On Saturday, Belmont Park will play host to yet another Triple Crown contender, and just as local Elmont and Franklin Square residents will be watching — either from the stands or nearby, in their homes or in local watering holes — so will the rest of America.

California Chrome, the horse taking center stage with a chance to end the longest drought in Triple Crown history, 36 years, will face his biggest test on Saturday in the Belmont Stakes. Having won the Kentucky Derby and the Preakness, the 3-year-old must endure the longest of the three races — a mile and a half — and whether or not he succeeds, residents have been reveling in the buzz surrounding Chrome’s quest for weeks.

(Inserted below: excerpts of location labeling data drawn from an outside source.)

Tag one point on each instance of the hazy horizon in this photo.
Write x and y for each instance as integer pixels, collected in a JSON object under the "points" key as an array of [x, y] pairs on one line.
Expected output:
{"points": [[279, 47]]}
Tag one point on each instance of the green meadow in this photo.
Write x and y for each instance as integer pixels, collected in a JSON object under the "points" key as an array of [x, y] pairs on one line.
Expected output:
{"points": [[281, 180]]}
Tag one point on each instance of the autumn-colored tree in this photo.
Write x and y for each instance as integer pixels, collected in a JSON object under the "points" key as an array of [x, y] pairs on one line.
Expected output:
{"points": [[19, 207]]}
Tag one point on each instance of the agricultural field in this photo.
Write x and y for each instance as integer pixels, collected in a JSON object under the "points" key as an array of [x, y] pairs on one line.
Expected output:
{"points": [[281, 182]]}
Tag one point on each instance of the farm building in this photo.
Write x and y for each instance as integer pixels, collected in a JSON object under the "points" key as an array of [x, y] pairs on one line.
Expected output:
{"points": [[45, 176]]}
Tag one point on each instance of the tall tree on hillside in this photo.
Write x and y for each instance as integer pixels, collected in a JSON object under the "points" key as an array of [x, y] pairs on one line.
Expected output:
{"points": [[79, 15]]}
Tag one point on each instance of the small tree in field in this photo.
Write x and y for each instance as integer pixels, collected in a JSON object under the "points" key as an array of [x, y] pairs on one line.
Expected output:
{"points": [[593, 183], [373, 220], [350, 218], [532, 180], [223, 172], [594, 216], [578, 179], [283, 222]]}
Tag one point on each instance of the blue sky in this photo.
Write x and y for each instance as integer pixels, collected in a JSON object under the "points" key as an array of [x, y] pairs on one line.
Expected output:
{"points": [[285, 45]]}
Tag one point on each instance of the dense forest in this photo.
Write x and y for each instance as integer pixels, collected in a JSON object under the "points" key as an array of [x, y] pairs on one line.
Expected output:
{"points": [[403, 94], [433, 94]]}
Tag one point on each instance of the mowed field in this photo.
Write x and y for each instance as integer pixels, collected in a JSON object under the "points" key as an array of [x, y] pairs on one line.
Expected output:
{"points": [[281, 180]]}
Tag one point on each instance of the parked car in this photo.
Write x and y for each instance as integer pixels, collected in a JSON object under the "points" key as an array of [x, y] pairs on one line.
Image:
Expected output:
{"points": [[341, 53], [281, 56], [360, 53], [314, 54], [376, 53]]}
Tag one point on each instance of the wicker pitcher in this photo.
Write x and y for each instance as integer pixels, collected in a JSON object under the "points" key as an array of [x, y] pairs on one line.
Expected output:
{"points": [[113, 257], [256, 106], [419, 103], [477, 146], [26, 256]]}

Elmont resident Consuelo Butron said that even though he doesn’t normally take an interest in horseracing, local businesses will no doubt benefit, with the eyes of the sports world focused on Belmont. “The Cinderella story of California Chrome goingfor the Triple Crown created a bucket list to the fans,” Butron said. “I may not be one of them, [but] as a resident, the popularity and the fierce history of competition will pull more fans and advertisers, [which] will convert to an increased revenue.”

One of those businesses is the Elmont Applebee’s, three blocks east of the racetrack’s main entrance. “[We do] see a small increase in business on the day of the Belmont Stakes,” the restaurant’s director of operations, Kurt Pahlitzsch, told the Herald. “The Belmont Stakes is a destination event, attracting more than 100,000 people to the area. We see a benefit from a branding standpoint, as our location and signage is highly visible to slow-moving traffic.”

Lori Stein Halop, whose parents moved to Elmont in the 1950s and who is now raising her own family there, said she anticipates a small increase in revenue for local businesses, but not much else. Halop said she believes the Stakes, although held in Elmont, somehow ends up giving neighboring Garden City more exposure, thanks to the Garden City Belmont Festival.